The railroad industry’s hard realism stands in contrast to Peabody Energy’s upbeat insistence that a coal-market uptick is imminent. One thing about Peabody, the largest private coal company in the world, is that it is consistent in its outlook, even if it is consistently wrong.

Burlington Northern Santa Fe, on the other hand, is a pragmatic company with pragmatic leadership (wholly owned by Warren Buffett’s Berkshire Hathaway) that sees little sign that the coal producers’ dreams are likely to come true. 

Powder River Basin coal is competitively priced, but its market falls short of what the region’s four major producers — Peabody, Alpha Natural Resources, Arch Coal and Cloud Peak Energy — need to achieve sustainable growth. The entire business model for the basin’s coal-production expansion turns on exports that would go overseas via as-yet-unbuilt export terminals in the Pacific Northwest. But buyers for that coal are becoming increasingly hard to find, with many looking to other energy sources. Unfortunately for U.S. coal producers, global seaborne thermal-coal prices are poised, by most accounts, to stay low for years to come.

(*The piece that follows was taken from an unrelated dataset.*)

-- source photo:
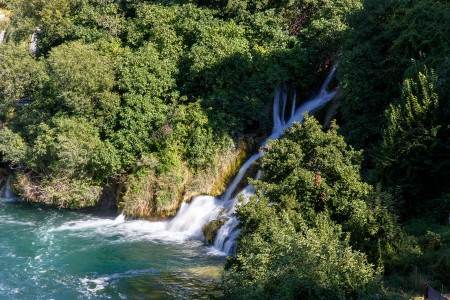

 Rose’s admission may not have been an easy one to make. He said Powder River Basin coal now accounts for about 20 percent of BNSF’s traffic, down from 25 percent, and that it is “the fastest-changing story in railroading.”

He noted also that U.S. electricity producers rely on coal today for less than 40 percent of their energy needs, down over 50 percent from a decade ago, and that he expects further “significant volume disruptions” as energy markets continue to evolve, in part as a result of pollution regulations.

Rose added that the railroad’s loss of coal business is not going to be offset by shale-oil shipments. Ultimately, it all adds up to a net loss on the fossil-fuel side of the railroad business. In the end, it always comes down to business, and no business wants to be left with stranded assets.

Tom Sanzillo is a contributor to Writers on the Range, a column service of High Country News. He is the director of finance for the Institute for Energy Economics and Financial Analysis, based in Cleveland, Ohio.